Suppose the typewriter has 50 keys, and the word to be typed is banana. If the keys are pressed randomly and independently, it means that each key has an equal chance of being pressed. Then, the chance that the first letter typed is 'b' is 1/50, and the chance that the second letter typed is a is also 1/50, and so on. Therefore, the chance of the first six letters spelling banana is

$(1/50) × (1/50) × (1/50) × (1/50) × (1/50) × (1/50) = (1/50)^6 = 1/15
625 000 000 $
, less than one in 15 billion, but not zero.
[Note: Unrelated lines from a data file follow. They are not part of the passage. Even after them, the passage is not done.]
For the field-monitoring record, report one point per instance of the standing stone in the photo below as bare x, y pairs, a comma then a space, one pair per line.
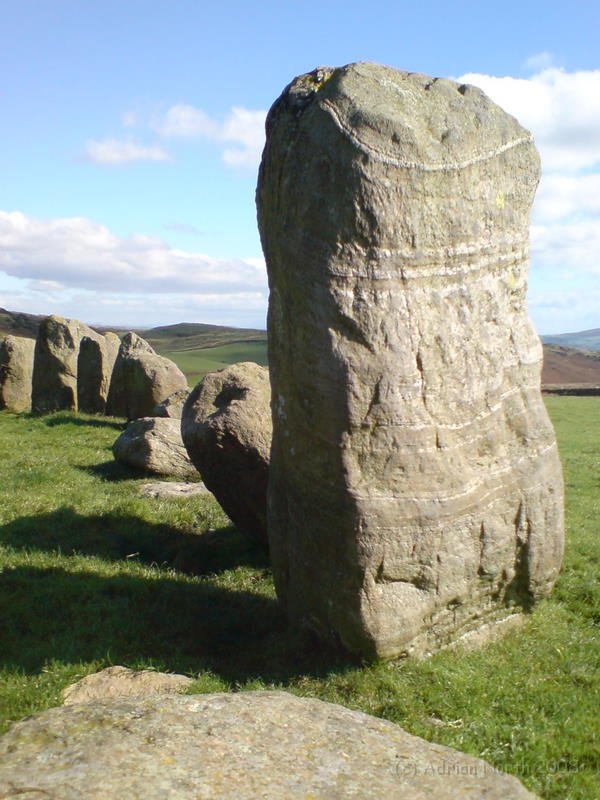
415, 491
226, 429
172, 406
95, 364
54, 383
16, 367
141, 379
236, 746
From the above, the chance of not typing banana in a given block of 6 letters is $1 − (1/50)^6$. Because each block is typed independently, the chance $X_n$ of not typing banana in any of the first n blocks of 6 letters is

${\displaystyle X_{n}=\left(1-{\frac {1}{50^{6}}}\right)^{n}.}$

Assume [a-z] represents a letter that to be randomly chose from 50 possible letters and symbols.
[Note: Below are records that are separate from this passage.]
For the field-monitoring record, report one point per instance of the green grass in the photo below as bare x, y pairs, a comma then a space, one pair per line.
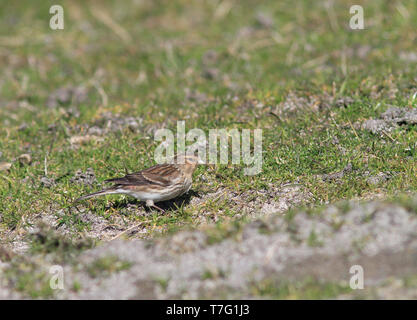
142, 59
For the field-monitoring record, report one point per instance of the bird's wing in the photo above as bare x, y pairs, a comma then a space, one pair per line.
161, 174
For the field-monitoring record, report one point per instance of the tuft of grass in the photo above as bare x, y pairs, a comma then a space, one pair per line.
107, 265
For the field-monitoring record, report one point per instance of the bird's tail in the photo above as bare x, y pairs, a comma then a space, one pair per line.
98, 193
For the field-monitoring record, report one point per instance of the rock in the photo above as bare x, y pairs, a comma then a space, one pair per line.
87, 178
377, 179
377, 126
66, 95
84, 139
264, 20
4, 166
47, 182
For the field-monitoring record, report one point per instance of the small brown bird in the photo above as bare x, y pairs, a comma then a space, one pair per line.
158, 183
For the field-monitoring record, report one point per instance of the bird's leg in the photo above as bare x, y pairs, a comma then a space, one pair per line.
150, 203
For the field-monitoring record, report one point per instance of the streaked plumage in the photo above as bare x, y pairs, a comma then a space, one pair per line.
158, 183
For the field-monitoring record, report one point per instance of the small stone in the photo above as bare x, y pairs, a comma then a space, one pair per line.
25, 159
47, 182
4, 166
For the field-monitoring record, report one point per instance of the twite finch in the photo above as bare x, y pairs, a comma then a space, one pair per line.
158, 183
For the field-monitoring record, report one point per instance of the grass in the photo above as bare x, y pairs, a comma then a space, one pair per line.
215, 67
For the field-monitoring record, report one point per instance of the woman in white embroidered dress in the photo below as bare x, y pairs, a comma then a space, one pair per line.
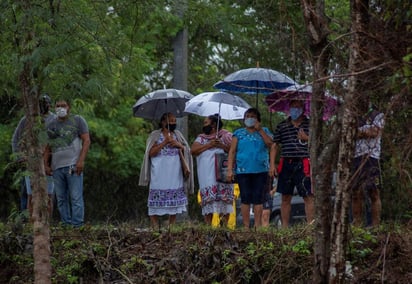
216, 197
161, 166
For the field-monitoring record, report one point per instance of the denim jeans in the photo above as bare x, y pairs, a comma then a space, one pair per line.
69, 193
50, 185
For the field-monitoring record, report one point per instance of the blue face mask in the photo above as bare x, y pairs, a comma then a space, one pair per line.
250, 121
295, 112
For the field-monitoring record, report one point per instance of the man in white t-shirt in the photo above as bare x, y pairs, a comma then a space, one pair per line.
366, 166
68, 144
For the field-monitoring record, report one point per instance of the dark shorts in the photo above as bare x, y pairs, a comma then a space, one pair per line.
366, 173
252, 187
292, 175
268, 201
And then the sequence sequence_6_letters = ([a-z],[a-z],[a-z],[a-z],[a-z],[a-z]) represents a block of 6 letters.

what is the form of any of the first n blocks of 6 letters in this representation?

I guess 2 blocks of 6 letters could be (sequence_6_letters, sequence_6_letters) = (([a-z],[a-z],[a-z],[a-z],[a-z],[a-z]),([a-z],[a-z],[a-z],[a-z],[a-z],[a-z])), that is, a 12 successive letters.
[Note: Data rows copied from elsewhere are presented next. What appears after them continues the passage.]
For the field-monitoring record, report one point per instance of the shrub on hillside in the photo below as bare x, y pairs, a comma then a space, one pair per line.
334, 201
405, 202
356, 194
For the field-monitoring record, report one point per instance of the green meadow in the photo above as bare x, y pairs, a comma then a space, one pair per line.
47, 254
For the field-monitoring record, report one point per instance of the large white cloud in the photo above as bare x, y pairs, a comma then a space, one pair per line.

What I cannot imagine is any of the first n blocks of 6 letters, what does that mean?

Note: What I highlight is the "any of the first" part other than "n blocks" part 🙂

Can anyone give an example (in [a-z] representation or any other easy-to-understand representation) to illustrate it?

Best Answer

They divide the text into blocks of $6$ letters and look if each block contains 'banana'. This is to avoid correlations. The first $6n$ letters produce the first $n$ blocks. If the first letter typed is 'c' we already know the first block will not contain 'banana'. We then ignore the next five characters and ask if the next six characters are 'banana'. This will not count a string that starts with 'cbananazzzzz' as a success for typing 'banana', but it doesn't matter to the argument. $X_n$ counts the probability that the first $6n$ characters typed do not have an instance of 'banana' where the $b$ starts in a position $1 \bmod 6$.